What should I flip in Albion Online right now?

It depends on your bankroll and current market depth, not on a fixed list. The right flip is one whose quantity — limited by your capital, visible buyer depth, a modest share of daily demand, and what you can haul — will actually sell within a day. Today's Moves on Albion Marketplace computes this live from your bankroll, free and without signup.

How much silver do I need to start flipping?

You can start with as little as 50,000 silver by flipping cheap, fast-moving items. Small bankrolls actually have an advantage: almost every market is deep enough to absorb their trades, so more opportunities qualify.

Why shouldn't I just pick the item with the biggest margin?
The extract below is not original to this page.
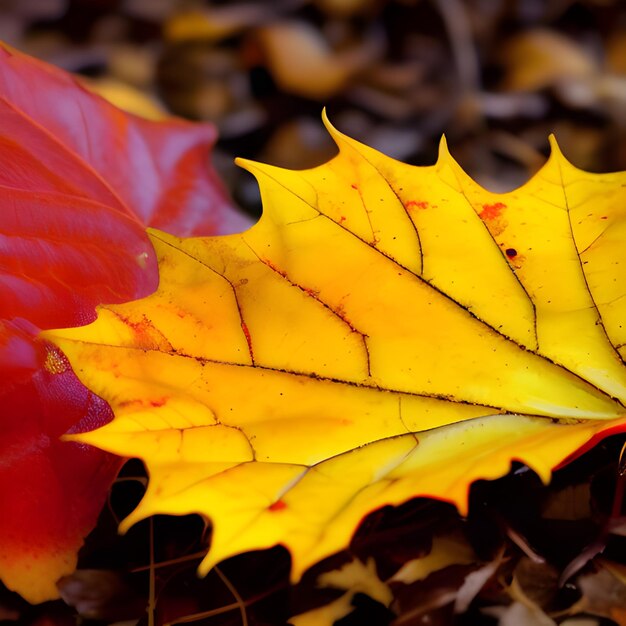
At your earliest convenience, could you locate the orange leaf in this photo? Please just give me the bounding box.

Because the widest margins usually sit on illiquid items. A huge spread on something that trades twice a day either won't fill or will collapse the moment you list, while a modest spread on a liquid item completes today and can be repeated. Rank flips by realizable net profit, not raw margin.

How many of an item should I buy when flipping?

Buy the smallest of four limits: what your capital allows, what the visible buy and sell orders at the destination can absorb, roughly 20% of the item's daily traded volume, and what you can carry in one haul. That size should clear in under 24 hours without crashing the price.

How do taxes and fees change what's worth flipping?

Listing an item costs a setup fee of about 2.5% and selling it costs 8% sales tax, or 4% with Premium — plus another setup fee every time you re-price. A flip is only worth doing if the spread clears all of that, so always compare flips on net profit after fees.

Do I need an account to see what to flip?

No. Today's Moves works without an account — enter a bankroll and you get sized trade instructions immediately. A free account adds trade logging, watchlists, saved plans, and email alerts.